Clearly, this court has the authority under amendment 28, directly or impliedly, to provide all necessary and reasonable means by which attorneys’ conduct may be regulated. Such authority does not, and should not, include the authority to appoint or establish a committee with authority that conflicts with existing powers already given by the constitution to other courts.

In the case of In re Dodrill, 260 Ark. 223, 538 S.W.2d 549 (1976), this court, quoting from Feldman v. State Board of Law Examiners, 438 F.2d 699 (8th Cir. 1971), stated the following:

The principle is firmly established that the judicial branch of government, acting through the courts, has exclusive *450jurisdiction to admit, control and disbar attorneys. (Emphasis added.)

The Arkansas Constitution provided that the circuit courts shall have jurisdiction in all civil and criminal cases the exclusive jurisdiction of which may not be vested by the constitution in some other court, see Ark. Const. art. 7, § 11, and our court repeatedly has held the proceedings involving the disbarment of an attorney are civil in nature. In Re: Dodrill, 260 Ark. 223, 538 S.W.2d 549 (1976); Weems v. Sup. Ct. Comm. on Prof. Conduct, 257 Ark. 673, 523 S.W.2d 900 (1975); Hurst v. Bar Rules Comm. of the State of Arkansas, 202 Ark. 1101, 155 S.W.2d 697 (1941). In Dodrill, the court held that, in a disbarment proceeding, the trial court [circuit court] had jurisdiction with the power and authority to impose the lesser penalty, i.e., to conditionally suspend the petitioner’s [attorney’s] license.

The majority would quibble that the supreme court committee would have authority to suspend an attorney’s license but must defer to the circuit (or chancery) court when disbarment proceedings are involved.1 Such a distinction runs a very fine line and has little in the way of rationale to support it.
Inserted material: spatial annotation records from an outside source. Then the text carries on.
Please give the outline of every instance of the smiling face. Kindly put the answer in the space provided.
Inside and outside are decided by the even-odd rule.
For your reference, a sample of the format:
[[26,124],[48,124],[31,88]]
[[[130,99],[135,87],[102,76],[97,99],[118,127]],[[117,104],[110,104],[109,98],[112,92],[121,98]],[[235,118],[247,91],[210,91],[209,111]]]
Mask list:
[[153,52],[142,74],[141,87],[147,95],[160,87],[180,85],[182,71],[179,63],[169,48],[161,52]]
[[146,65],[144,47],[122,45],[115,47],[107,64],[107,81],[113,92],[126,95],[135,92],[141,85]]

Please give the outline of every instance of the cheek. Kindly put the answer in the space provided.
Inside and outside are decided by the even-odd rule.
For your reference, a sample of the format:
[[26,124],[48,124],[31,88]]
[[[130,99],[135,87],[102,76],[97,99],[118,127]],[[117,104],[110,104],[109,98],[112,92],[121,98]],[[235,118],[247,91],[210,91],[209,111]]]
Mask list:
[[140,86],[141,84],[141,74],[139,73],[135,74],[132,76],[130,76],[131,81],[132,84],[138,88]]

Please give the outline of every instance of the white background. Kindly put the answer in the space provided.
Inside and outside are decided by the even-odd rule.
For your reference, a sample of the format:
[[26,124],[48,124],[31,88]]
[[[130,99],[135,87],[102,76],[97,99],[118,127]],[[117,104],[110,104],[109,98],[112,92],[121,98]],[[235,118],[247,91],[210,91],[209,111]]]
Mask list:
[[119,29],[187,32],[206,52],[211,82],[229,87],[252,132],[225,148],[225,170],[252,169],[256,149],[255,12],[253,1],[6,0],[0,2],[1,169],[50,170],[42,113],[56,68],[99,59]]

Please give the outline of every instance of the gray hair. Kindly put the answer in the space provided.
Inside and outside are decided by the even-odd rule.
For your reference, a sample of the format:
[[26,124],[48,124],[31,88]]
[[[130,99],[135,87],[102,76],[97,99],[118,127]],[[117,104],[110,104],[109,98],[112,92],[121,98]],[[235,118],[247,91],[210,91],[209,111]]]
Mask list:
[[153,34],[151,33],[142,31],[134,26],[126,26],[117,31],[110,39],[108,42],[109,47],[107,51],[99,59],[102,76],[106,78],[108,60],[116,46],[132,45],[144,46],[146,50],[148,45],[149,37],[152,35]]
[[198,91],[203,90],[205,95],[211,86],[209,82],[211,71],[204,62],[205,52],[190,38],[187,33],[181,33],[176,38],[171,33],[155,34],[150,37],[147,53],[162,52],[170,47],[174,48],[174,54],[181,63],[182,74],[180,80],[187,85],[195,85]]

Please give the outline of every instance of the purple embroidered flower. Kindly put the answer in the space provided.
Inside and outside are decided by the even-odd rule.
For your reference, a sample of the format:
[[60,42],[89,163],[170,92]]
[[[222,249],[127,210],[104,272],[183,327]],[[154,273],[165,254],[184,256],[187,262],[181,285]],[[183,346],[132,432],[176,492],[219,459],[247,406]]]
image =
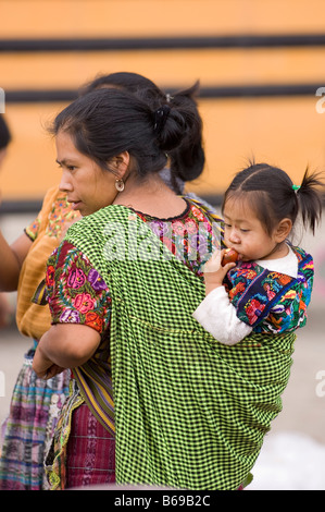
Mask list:
[[60,321],[64,324],[79,324],[80,317],[78,312],[74,309],[64,309],[64,312],[60,316]]
[[89,273],[88,273],[88,281],[90,282],[91,287],[93,290],[104,290],[107,288],[107,283],[100,276],[100,273],[95,270],[95,268],[91,268]]
[[67,278],[67,285],[70,288],[78,289],[85,284],[86,276],[79,268],[74,268],[71,270]]

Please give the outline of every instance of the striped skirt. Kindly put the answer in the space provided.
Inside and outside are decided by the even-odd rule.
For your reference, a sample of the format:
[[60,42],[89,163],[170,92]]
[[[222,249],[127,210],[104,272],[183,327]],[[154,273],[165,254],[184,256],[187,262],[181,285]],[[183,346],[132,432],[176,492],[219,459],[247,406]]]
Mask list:
[[32,368],[34,350],[24,359],[3,429],[0,490],[47,489],[43,459],[59,412],[68,395],[70,370],[49,380]]

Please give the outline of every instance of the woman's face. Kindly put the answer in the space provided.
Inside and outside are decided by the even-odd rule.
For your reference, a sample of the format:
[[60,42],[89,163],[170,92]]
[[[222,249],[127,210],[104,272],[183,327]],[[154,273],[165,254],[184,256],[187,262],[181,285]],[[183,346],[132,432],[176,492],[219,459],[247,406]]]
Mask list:
[[60,131],[55,143],[62,169],[60,191],[66,193],[72,208],[85,217],[111,205],[117,195],[116,176],[79,153],[68,133]]

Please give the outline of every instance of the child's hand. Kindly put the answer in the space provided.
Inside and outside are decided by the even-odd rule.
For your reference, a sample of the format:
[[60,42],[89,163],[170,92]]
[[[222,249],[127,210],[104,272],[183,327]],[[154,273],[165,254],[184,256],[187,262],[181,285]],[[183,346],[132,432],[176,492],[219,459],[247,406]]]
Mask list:
[[215,288],[222,287],[228,270],[236,267],[235,263],[226,264],[224,267],[222,266],[221,261],[224,253],[225,249],[216,251],[204,265],[203,272],[207,295]]

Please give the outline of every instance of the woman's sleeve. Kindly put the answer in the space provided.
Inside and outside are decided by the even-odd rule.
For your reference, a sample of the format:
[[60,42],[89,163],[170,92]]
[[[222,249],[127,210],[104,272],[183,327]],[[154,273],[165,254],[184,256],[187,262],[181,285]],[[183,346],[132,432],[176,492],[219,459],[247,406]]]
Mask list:
[[224,287],[210,292],[195,310],[193,317],[213,338],[226,345],[235,345],[252,331],[237,317]]
[[100,334],[111,318],[110,291],[89,259],[64,241],[48,261],[47,294],[52,325],[82,324]]

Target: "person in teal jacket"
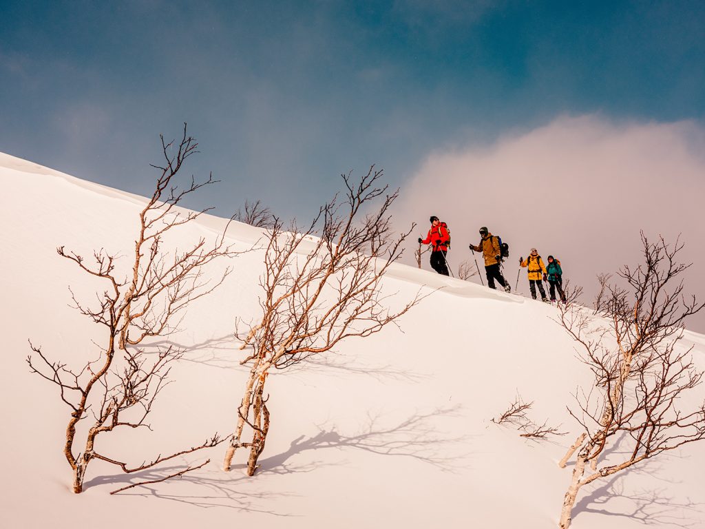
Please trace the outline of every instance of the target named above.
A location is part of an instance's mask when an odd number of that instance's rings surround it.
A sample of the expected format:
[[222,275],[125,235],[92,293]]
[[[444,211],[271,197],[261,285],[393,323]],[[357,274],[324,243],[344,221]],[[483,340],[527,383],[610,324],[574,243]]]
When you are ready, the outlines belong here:
[[546,274],[548,276],[548,293],[551,300],[556,301],[556,291],[558,289],[560,300],[565,303],[565,293],[563,292],[563,271],[560,269],[560,261],[555,259],[553,255],[548,256],[548,264],[546,267]]

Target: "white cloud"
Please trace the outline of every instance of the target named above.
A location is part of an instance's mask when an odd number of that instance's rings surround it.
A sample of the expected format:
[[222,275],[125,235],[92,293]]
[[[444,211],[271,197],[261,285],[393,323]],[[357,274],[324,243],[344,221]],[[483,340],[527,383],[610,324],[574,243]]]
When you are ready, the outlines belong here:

For example, no rule or authority exists that I can find which would prevent the committee from suspending an attorney indefinitely, that is, if the committee decided to impose such a sanction. However, even if the committee chose only to suspend an attorney for one or two years, the practical result is the same as a disbarment — the attorney cannot practice law. When comparing suspension and disbarment proceedings, it is also noteworthy that Ark. R. Prof. Conduct 16 treats attorneys who are disbarred or suspended in other states in the same manner when taking action against them in Arkansas.

In sum, amendment 28 contains no terms or language that endow this court with the power to appoint a committee to act in a judicial function so as to enforce the rules this court promulgates to regulate attorneys. Amendment 28 was passed in 1938, and no one even suggested this court had such power, at least until the court, by per curiam order dated March 11, 1985, adopted its *451present rules to regulate the conduct of attorneys. The reason for the nearly fifty-year delay between the passage of amendment 28 and the court’s 1985 per curiam order was, I submit, because our constitution’s mandates harmoniously provide for the supreme court to regulate the professional conduct of attorneys and for the circuit court to provide the mechanism for trying such matters. In construing and applying amendment 28 and the judicial article (particularly Ark. Const, art. 7, § 11) in this manner, an attorney is also availed the panoply of civil rules of procedure which are normally allowed in civil proceedings. Under the majority’s decision, such procedures are not available.

For the foregoing reasons, I would reverse the committee’s decision with directions for it to file this matter in circuit court.